6. a. Le projet compte ajouter à l’Article 78 que “Les lois…organiques sont votées à la majorité absolue..”. Nous pensons que c’est la majorité des 3/5 qui devrait être exigée pour voter une loi organique. Car, rappelons-le, les lois organiques sont les lois qui régissent l’organisation, le rôle, et l’interaction des trois piliers de l’Etat à savoir les Pouvoirs Publics du Législatif, du Judiciaire et de l’Exécutif. Les lois organiques sont d’autant plus importantes qu’elles viennent en second rang juste après la Charte fondamentale qu’est la Constitution du pays. Il ne devrait dès lors être ouvert la possibilité, dans le futur, qu’une majorité partisane de cette Chambre Unique qu’est l’Assemblée Nationale, puisse trop facilement manipuler les piliers fondamentaux de la République.
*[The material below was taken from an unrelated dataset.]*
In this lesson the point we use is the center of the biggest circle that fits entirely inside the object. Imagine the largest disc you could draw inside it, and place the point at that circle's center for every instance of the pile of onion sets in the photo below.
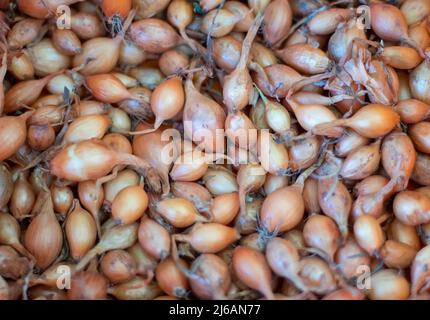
(214, 149)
b. Il va également être ajouté à l’Article 78 qu’ ”avant leur promulgation les lois organiques sont soumises au contrôle de Constitutionnalité, à la demande du Président” de la République. Le texte qui est proposé ne réserve cette initiative qu’au seul Président de la République pour les lois organiques, alors que l’Article 74 de la Constitution attribue l’initiative de la demande de contrôle de constitutionnalité par voie d’action (avant la promulgation) de toute loi, organique ou pas, concurremment au Président de la République et au Parlement (1/10 du nombre de députés à l’Assemblée exigé pour cela). Donc, pensons-nous, cette prérogative doit rester étendue au Parlement, même si la réforme propose par ailleurs que toutes les lois organiques soient systématiquement soumises au contrôle préalable de constitutionnalité avant leur promulgation.

7. a. A l’Article 92 de la Constitution, le projet de réforme entend ajouter une compétence consultative qui rendra obligatoires certains avis du Conseil Constitutionnel. Le projet dit en effet que « Le Conseil constitutionnel peut être saisi par le Président de la République pour avis”. Mais il faut rappeler que l’Article 92 énumère les compétences juridictionnelles du Conseil constitutionnel, compétences sur la base desquelles le Conseil rend des décisions juridictionnelles, c’est-à-dire des décisions qui sont définitives et obligatoires à tous. Puis, l’Article 51 de la Constitution a déjà décrit la compétence consultative du Conseil, compétence sur la base de laquelle il émet un avis qui n’est nullement obligatoire.

b. Une nouvelle compétence consultative du Conseil ne devrait donc pas être forcée à l’Article 92 alors que l’Article 51 l’édicte suffisamment et clairement; surtout lorsque l’on a conscience que l’Article 92 est très intransigeant surtout en ce qui concerne l’autorité des décisions du Conseil dans les matières qu’il énumère. En effet, l’article 92 affirme que “Les décisions du Conseil constitutionnel ne sont susceptibles d’aucune voie de recours. Elles s’imposent aux pouvoirs publics et à toutes les autorités administratives et juridictionnelles”

9. Le projet propose que l’Article 89 soit modifié pour permettre d’augmenter le nombre de membres du Conseil Constitutionnel de cinq à sept dont deux choisis par le Président de l’Assemblée nationale. Nous sommes d’avis que comme regrettablement le Conseil constitutionnel, qui a perdu la confiance de beaucoup, ne va pas être transformé en une Cour Constitutionnelle ou une Chambre Constitutionnelle rattachée à la Cour Suprême, avec des magistrats professionnels, le nombre de sept conseillers nous semble bon mais deux des cinq nommés par le Président de la République devraient est réservés à la désignation par les ordres des professionnels rattachés à la Justice et deux autres choisis par le Bureau de l’Assemblée.